Masonry work includes construction with clay bricks, concrete bricks and blocks, clay tiles, and natural and artificial stone. This work is now typically performed by subcontractors who supply the labor, materials, and equipment required to complete the work.
Estimating the costs of masonry work involving products other than standard bricks and concrete blocks but the work is mostly the task of specialists. A thorough knowledge of masonry construction is a definite prerequisite to the performance of good estimating. Particular attention has to be paid to items such as masonry bond and mortar joint treatment, which have considerable effect on material usage, waste factors, and mortar consumption. A minimum knowledge of terminology is required before masonry specifications can be properly interpreted to determine such things as the type of units required and their requisite features, together with aspects of the numerous accessories associated with masonry work.
The units of measurement for masonry are generally the number of masonry pieces such as concrete blocks or, in the case of bricks, the number of thousands of clay bricks. Calculating the number of masonry units involves a two- stage process:
- The area of masonry is measured.
- A standard factor is applied to determine the number of masonry units required for area measured.

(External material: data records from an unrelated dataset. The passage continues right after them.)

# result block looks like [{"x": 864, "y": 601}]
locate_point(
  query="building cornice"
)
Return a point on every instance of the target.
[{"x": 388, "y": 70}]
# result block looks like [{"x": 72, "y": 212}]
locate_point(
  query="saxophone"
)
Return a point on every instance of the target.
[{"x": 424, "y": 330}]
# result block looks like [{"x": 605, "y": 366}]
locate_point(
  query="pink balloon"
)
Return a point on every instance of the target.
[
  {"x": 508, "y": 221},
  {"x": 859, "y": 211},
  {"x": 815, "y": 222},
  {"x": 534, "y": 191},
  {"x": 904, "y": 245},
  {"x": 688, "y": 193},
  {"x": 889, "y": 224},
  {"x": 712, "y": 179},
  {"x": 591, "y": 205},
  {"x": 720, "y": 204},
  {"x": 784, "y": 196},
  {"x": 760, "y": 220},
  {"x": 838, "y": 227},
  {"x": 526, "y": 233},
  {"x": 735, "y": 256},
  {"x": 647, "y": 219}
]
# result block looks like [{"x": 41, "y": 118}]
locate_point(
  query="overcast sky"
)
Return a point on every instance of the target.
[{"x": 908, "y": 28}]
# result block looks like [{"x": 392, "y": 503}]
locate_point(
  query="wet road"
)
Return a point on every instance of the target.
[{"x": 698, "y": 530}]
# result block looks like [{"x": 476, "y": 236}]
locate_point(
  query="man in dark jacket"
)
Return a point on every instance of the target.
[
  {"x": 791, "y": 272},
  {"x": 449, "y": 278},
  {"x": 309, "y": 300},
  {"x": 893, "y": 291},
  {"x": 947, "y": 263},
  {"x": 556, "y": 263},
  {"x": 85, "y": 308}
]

Estimators need to be familiar with the definition of the scope of work for the masonry trade in their geographical location. This trade scope is often defined for a geographical area by the local masonry association and may also be found in the bid depository rules of construction associations in many cities.
This definition lists the items of work that are included in the masonry trade and those items of work that are excluded from the work of the masonry trade. Knowledge of this scope of work is essential to the person estimating the masonry work for the specialized masonry trade contractor. Knowledge of the masonry scope, together with the scopes of all other sub trades, is also valuable to the general contractor’s estimator who is receiving sub trade prices.

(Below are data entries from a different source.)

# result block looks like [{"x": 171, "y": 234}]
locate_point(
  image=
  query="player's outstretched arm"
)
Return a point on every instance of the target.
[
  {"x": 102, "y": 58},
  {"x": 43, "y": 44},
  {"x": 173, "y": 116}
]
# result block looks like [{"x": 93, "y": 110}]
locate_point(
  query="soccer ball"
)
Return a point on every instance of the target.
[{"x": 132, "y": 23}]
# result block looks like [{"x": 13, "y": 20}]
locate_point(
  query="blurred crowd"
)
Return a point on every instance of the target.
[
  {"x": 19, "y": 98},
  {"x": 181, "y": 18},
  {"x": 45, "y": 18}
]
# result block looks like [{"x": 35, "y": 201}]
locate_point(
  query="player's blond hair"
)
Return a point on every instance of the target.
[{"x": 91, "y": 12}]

Bricks are made of different materials and manufactured by different methods, and they can be used in many different ways in the construction process. All of these factors will influence the price of the masonry, but the main factors affecting the measurement of brick masonry are the size of the brick units, the size of the joints between bricks, the wall thickness, and the pattern of brick bond utilized.
Bricks are available in a great number of sizes, but the Common Brick Manufacturers Association has adopted a standard size with the nominal dimensions of 2-1⁄4 by 3-3⁄4 by 8 inches (57 mm by 95 mm by 203 mm). Bricks of this size are referred to as “standard bricks”.
Concrete masonry comprises all molded concrete units used in the construction of a building and includes concrete brick, hollow and solid block, and decorative types of block. Historically, many of these units are manufactured on the local level, and industry standards are not always followed. There is considerable variation in shapes and sizes available.
General Rules to Estimate Masonry Work:
- Measure all quantities “net in place” and do not deduct for openings that are less than 10 square feet
- Separately measure masonry work that is circular on plan.
- Masonry work includes scaffolding and hoisting.
- Masonry work shall be measured separately in the following categories: i)Facings ii)Backing to facings iii)Walls and partitions iv)Furring to walls v)Fire protection
- The cleaning of exposed masonry surfaces shall be described and measured in square feet.
- Measure silicone treatment of masonry surfaces in square feet, stating the number of coats required.
- Measure expansion joints or control joints in masonry in linear feet, and fully describe these joints. Specify any required joint filler material (caulking) in the description of the joint system.
- Measure mortar red in cubic feet or cubic meters, and provide details of any admixtures required.
- Separately measure colored mortar where it is required.
- Measure wire reinforcement in masonry joints in linear feet or meters, and fully describe. “Ladder” or “truss” reinforcement can be used; specify which is required.
- Enumerate anchor bolts, sleeves, brackets, and similar items that are built into masonry, and fully describe these items. Built-in components together with the lintels and similar items mentioned in the following notes may be supplied and installed by the masonry trade; alternatively they may be supplied by the miscellaneous metals sub trade and only installed by the masonry contractor.
- Measure building in lintels, sills, copings, flashings, and similar items in linear feet or meters, and fully describe. Specify the type of material involved; not only can the material cost vary but also the installation cost can vary with different types of material.
- Enumerate weep holes where they are required to be formed using plastic inserts and such like.
- Measure rigid insulation to masonry work in square feet or square meters, describing the type and thickness of material
- Bricks shall be measured in units of 1000 bricks, describing the type and dimensions of bricks.
- Separately measure facing bricks.
- Measure in linear feet or meters bricks required to be laid in any other pattern than running bond; for example, soldier courses or brick-on-edge courses.
- Enumerate and fully describe brick ties.
- Enumerate concrete block masonry units, stating the type and size of blocks.
- Separately enumerate special units required at corners, jambs, heads, sills, and other similar locations.
- Measure in cubic yards or cubic meters, and fully describe loose fill or foam insulation to block work cores.
- Measure bond beams in linear feet.
- Measure concrete to core fills and bond beams in cubic yards or cubic meters, stating the strength and type of concrete to be used.
- Measure in linear feet or meters reinforcing steel to core fills and bond beams, stating the size and type of rebar to be used.